# T/C Maxiball 54 Caliber



## CROC (Sep 12, 2007)

I am running low on my preferred bullet the T/C Maxiball in 54 caliber. I haven't been able to find any and it LOOKS like they have been discontinued. Anyone else ran into this issue? They still make it for the 50 but I have been told that the 54 is discontinued. I have T/C 's # but it's a Monday - Friday thing. :doh:


----------



## Mavis13 (Oct 29, 2007)

I've the same problem with my .45. You'll have to get a mold and cast them to be garenteed a supply. Ebay has .54 maxi molds from time to time. I got a .45 maxi ball mold from there just last week. My brother shoots a renegade in .54 and has had good sucess with a hornady Great Plains; he orders them from cabelas; I've seen them in stock. The powerbelts shoot well too for him but are pricey. Otherwise I'd just hunt with a patched ball; it's heavy enough for all game in Utah. He has a 1/48 twist if that helps you any.
Good luck


----------



## royta (Sep 26, 2007)

It's a dang good thing I didn't shoot too many yesterday.

Here is a pic of three at 50 yds with a .54 cal Thompson Center Renegade, an older one with regular iron sights, single trigger, steel butt plate. 90 grains of Pyrodex RS. What a shoulder pounder!!


----------



## Critter (Mar 20, 2010)

That 90 grain load is a push over. When I first bought my Renegade I was trying to shoot those same maxi balls over 110 grains of powder, now that was a shoulder buster. I settled on 90 grains and have taken a dozen elk and a few deer with it.

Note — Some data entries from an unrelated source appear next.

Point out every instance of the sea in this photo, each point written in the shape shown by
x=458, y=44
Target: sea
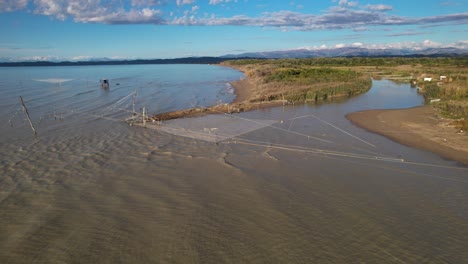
x=306, y=186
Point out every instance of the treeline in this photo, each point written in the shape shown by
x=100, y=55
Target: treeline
x=360, y=61
x=189, y=60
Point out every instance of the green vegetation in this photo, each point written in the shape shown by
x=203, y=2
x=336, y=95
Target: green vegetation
x=298, y=80
x=317, y=79
x=358, y=61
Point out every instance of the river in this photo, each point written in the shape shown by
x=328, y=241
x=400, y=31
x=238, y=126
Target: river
x=310, y=188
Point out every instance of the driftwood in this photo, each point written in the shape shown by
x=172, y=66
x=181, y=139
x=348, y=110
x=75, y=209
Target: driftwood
x=25, y=110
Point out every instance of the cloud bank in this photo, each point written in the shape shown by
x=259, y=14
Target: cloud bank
x=344, y=15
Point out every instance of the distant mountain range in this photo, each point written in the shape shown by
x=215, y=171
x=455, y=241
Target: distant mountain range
x=352, y=52
x=296, y=53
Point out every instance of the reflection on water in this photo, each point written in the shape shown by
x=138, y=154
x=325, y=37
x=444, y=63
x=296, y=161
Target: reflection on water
x=95, y=190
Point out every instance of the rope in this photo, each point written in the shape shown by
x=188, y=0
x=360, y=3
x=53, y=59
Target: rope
x=349, y=134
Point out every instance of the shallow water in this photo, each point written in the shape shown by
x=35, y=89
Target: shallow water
x=91, y=190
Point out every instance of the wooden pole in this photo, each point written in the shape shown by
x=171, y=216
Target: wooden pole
x=134, y=95
x=25, y=110
x=144, y=116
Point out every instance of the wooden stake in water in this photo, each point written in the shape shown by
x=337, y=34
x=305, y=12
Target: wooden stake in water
x=25, y=110
x=144, y=116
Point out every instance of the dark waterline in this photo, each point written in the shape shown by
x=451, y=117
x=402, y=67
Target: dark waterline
x=98, y=191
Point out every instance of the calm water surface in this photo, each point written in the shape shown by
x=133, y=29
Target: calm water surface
x=91, y=189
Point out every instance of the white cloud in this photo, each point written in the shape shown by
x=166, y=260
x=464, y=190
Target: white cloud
x=87, y=11
x=462, y=44
x=184, y=2
x=12, y=5
x=379, y=7
x=217, y=2
x=148, y=3
x=347, y=3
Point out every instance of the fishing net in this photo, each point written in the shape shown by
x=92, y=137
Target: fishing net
x=212, y=128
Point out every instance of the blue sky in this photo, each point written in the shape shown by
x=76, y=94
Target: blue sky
x=83, y=29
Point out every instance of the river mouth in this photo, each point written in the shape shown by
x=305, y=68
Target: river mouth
x=103, y=191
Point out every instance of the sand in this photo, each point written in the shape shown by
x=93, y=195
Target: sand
x=243, y=90
x=419, y=127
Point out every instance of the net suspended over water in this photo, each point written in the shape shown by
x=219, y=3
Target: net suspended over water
x=212, y=128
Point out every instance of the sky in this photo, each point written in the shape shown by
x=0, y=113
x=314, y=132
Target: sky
x=150, y=29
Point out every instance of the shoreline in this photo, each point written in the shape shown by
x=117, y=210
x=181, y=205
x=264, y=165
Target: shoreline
x=418, y=127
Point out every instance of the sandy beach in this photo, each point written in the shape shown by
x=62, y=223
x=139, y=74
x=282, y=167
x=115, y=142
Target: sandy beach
x=418, y=127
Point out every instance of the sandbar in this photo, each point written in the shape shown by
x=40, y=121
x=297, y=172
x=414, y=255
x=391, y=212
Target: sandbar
x=418, y=127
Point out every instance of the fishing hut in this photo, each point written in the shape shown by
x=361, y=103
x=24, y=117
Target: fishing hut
x=105, y=83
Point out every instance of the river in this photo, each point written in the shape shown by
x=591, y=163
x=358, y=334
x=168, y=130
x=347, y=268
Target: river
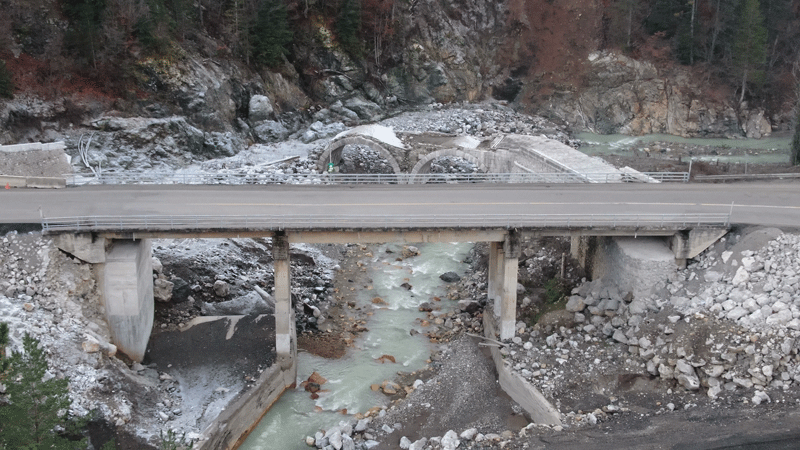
x=773, y=149
x=295, y=415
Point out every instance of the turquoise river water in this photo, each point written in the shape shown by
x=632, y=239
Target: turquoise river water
x=295, y=415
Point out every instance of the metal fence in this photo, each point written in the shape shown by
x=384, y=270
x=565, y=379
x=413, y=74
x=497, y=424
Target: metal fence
x=399, y=178
x=366, y=222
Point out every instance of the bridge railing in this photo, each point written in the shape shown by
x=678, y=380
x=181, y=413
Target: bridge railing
x=340, y=178
x=367, y=222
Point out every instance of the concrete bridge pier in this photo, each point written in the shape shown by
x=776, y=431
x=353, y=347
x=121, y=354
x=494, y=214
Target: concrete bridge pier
x=126, y=284
x=502, y=289
x=285, y=332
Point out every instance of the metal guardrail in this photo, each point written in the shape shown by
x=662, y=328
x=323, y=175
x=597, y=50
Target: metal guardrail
x=399, y=178
x=752, y=176
x=321, y=222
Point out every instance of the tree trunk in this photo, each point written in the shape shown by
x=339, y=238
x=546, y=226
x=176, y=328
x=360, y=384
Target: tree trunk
x=744, y=87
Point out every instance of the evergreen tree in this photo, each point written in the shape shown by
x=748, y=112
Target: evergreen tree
x=270, y=36
x=86, y=25
x=348, y=26
x=6, y=84
x=750, y=44
x=3, y=345
x=794, y=154
x=36, y=406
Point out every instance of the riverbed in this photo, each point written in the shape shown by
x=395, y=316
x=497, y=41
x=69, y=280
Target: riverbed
x=773, y=149
x=347, y=390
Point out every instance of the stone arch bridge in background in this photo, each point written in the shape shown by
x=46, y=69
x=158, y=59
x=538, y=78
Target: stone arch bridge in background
x=415, y=153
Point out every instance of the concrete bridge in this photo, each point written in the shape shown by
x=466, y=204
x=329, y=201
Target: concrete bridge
x=111, y=226
x=415, y=153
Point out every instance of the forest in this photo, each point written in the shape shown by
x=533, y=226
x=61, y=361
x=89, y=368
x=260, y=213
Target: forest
x=751, y=45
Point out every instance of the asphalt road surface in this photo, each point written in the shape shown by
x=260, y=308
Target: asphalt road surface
x=773, y=203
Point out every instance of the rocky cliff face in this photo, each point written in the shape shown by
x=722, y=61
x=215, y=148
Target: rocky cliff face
x=198, y=103
x=623, y=95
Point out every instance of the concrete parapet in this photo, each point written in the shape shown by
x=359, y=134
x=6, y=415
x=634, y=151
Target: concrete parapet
x=126, y=286
x=59, y=145
x=243, y=414
x=519, y=389
x=84, y=246
x=635, y=265
x=33, y=182
x=688, y=244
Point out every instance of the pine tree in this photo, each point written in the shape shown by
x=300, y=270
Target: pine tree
x=36, y=406
x=750, y=44
x=3, y=345
x=270, y=36
x=794, y=156
x=86, y=25
x=6, y=84
x=348, y=26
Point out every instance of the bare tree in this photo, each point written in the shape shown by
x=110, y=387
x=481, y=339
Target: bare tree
x=83, y=151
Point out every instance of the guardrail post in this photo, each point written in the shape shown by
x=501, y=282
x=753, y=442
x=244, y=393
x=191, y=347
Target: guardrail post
x=730, y=213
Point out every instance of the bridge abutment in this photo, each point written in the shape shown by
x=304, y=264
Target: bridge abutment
x=502, y=289
x=285, y=333
x=126, y=286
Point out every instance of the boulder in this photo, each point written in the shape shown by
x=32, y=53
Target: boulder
x=469, y=306
x=221, y=288
x=575, y=304
x=449, y=277
x=409, y=251
x=162, y=289
x=270, y=131
x=250, y=304
x=259, y=109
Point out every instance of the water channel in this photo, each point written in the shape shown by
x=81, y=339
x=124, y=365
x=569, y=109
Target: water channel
x=295, y=415
x=773, y=149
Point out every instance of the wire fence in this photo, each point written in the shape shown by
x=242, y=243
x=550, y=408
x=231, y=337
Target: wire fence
x=398, y=178
x=379, y=222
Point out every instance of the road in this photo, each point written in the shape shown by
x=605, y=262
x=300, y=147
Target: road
x=773, y=203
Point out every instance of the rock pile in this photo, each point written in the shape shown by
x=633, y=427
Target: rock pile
x=737, y=332
x=481, y=120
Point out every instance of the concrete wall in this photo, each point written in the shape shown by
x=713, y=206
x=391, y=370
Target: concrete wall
x=32, y=182
x=126, y=284
x=518, y=388
x=635, y=265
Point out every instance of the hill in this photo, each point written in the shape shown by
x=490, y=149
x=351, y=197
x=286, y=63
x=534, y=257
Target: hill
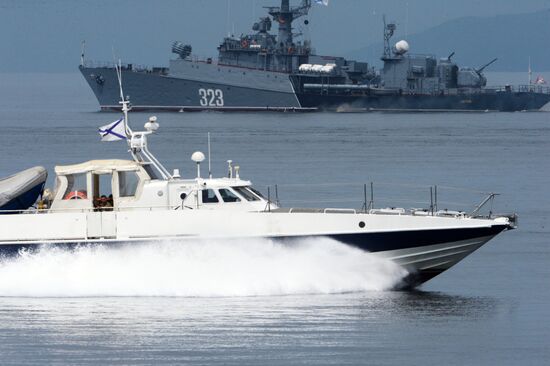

One thing about those 430 grain maxi balls is that once a animal is hit with them they know that they have been hit and don't go very far. 

I have never bought a factory one but have been molding my own for years now. That is part of a muzzle loader that I do enjoy. I do see a few boxes of them sitting on store shelves in out of the way areas but if you want to shoot them you need to start collecting lead and and mold and going to work


----------



## Bears Butt (Sep 12, 2007)

Croc, You buy a mold, we have handles and a melting pot and I have lots of pure lead you can have! Just mold me up a few too. My gun likes those bullets as well as the ones I prefer.

You talked about a shoulder pounder, when I first was introduced to the Great Plains 425 grain bullets, the paperwork in the box recommended 120 grains of ffg behind it. I loaded up the recipe just like they suggested.

I spread out my thick blanket and took a prone position shot! When the cap popped and the smoke cleared I was laying there holding what I thought was a busted collar bone! I was done for the day!

After much practice I finally settled on 90 grains and it has been working ever since.


----------



## Critter (Mar 20, 2010)

I just checked and there are molds on Ebay and if you don't want to go that route there is a guy on Gunbroker that is selling them lubed or unlubed.


----------



## royta (Sep 26, 2007)

Prone? Ouch! I couldn't even imagine a prone shot with only 90 grains.


----------



## Mavis13 (Oct 29, 2007)

Looks like you can still get them from Track of the Wolf
http://www.trackofthewolf.com/List/Item.aspx/129/1
But I ordered some .45 maxi's from them last month and was not impressed. They over charged me for my order; when I contacted them they told me I hadn't been charged and was still on back order. I had to argue with them to convince them I had the bullets in my hand and they had indeed over charged me as I could see their name on my CC statement. They did finally admit I was right and fixed it but I'm not impressed. Also they were poorly cast lots of wrinkles and chunks missing out of the skirts. And were very hard so they were nearly impossible to load after two shots I had to hammer them down so accuracy was crap with the nose all mangled. I promptly purchased a mold on ebay and now cast my own. They load easy and shoot fairly well; I need to spend more time finding the right load.

Looks like Dixie's got them too. I've not ordered from them.

http://www.dixiegunworks.com/product_info.php?cPath=22_99_311_313&products_id=1364


----------



## CROC (Sep 12, 2007)

Thanks, for the help Mavis13!!!


----------